Latest version: 4.3.x
Kafka Quotas and per tenant cost center charging
Question
How to allocate costs of my streaming data platform across different cost centers and tenants ie. product teams ?
Answer
This article highlights how Cost Center
allocation (across one of more Apache Kafka clusters) can be
implemented using the Kafka Quotas
capability. Consumption patterns
will be used to identify how different
product teams consume platform resources in order for them to share the operational cost.
The two key technical elements, that the reader should be aware are:
- Kafka Quotas A native capability of Apache Kafka that can throttle network consumption resources
- Client-ID - An identifier of a Kafka consumer or Kafka producer that is optional and passed to a Kafka broker with every request, with the sole purpose of tracking the source of requests on a logical / application name for monitoring aggregation.
Multi-tenant example
For example, a Kafka cluster is shared across 3 different product teams (3 lines of business).

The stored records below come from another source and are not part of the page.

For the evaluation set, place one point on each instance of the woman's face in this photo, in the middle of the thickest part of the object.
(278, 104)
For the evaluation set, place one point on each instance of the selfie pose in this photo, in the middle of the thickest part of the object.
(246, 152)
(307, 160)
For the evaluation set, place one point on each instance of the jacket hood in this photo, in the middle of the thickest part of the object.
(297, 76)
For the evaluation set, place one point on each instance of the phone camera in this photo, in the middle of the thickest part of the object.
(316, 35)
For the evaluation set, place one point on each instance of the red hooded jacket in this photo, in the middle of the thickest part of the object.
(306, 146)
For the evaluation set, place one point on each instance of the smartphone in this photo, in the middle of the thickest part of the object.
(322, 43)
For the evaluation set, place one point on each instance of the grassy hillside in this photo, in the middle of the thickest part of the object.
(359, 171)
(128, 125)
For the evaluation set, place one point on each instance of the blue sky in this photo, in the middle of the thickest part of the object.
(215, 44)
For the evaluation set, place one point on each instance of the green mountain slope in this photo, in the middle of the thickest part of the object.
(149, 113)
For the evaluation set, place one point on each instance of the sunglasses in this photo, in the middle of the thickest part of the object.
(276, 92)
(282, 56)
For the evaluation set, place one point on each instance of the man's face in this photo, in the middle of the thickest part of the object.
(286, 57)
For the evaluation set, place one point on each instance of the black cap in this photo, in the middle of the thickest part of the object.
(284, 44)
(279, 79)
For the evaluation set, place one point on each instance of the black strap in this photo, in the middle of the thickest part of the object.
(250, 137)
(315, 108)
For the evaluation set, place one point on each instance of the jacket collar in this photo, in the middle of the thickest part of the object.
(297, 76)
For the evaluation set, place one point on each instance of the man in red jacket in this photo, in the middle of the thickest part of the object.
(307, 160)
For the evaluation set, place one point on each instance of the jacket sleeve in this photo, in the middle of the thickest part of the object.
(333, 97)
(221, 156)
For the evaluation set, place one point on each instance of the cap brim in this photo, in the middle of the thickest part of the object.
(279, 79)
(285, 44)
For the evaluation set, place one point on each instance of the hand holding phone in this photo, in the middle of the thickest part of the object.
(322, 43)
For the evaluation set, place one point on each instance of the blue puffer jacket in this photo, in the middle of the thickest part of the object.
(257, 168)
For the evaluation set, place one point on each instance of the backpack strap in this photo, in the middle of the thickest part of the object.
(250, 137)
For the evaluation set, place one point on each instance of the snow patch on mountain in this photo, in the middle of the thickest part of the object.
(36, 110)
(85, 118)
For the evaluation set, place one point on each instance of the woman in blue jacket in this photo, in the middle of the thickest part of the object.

The total available network
I/O is 20 MBytes/sec
.
- Product team A requires guaranteed produce and consumer rates of
10MB/sec
- Product team B requires guaranteed produce and consumer rates of
6MB/sec
- Product team C requires guaranteed produce and consumer rates of
4MB/sec
Cost allocation for the above, should be 50% Team A
, 30% Team B
, 20% Team C
.
How to implement Cost allocation
Example Quotas for a multi-tenant Kafka cluster with 3 main projects:
In the above screen we have implemented one Kafka Quota per cost center (or per project team). We are using the Client-ID as the main identifier, and have added the guaranteed consume and produce rates. (The request percentage quota has been intentionally omitted, as it will not add any additional value)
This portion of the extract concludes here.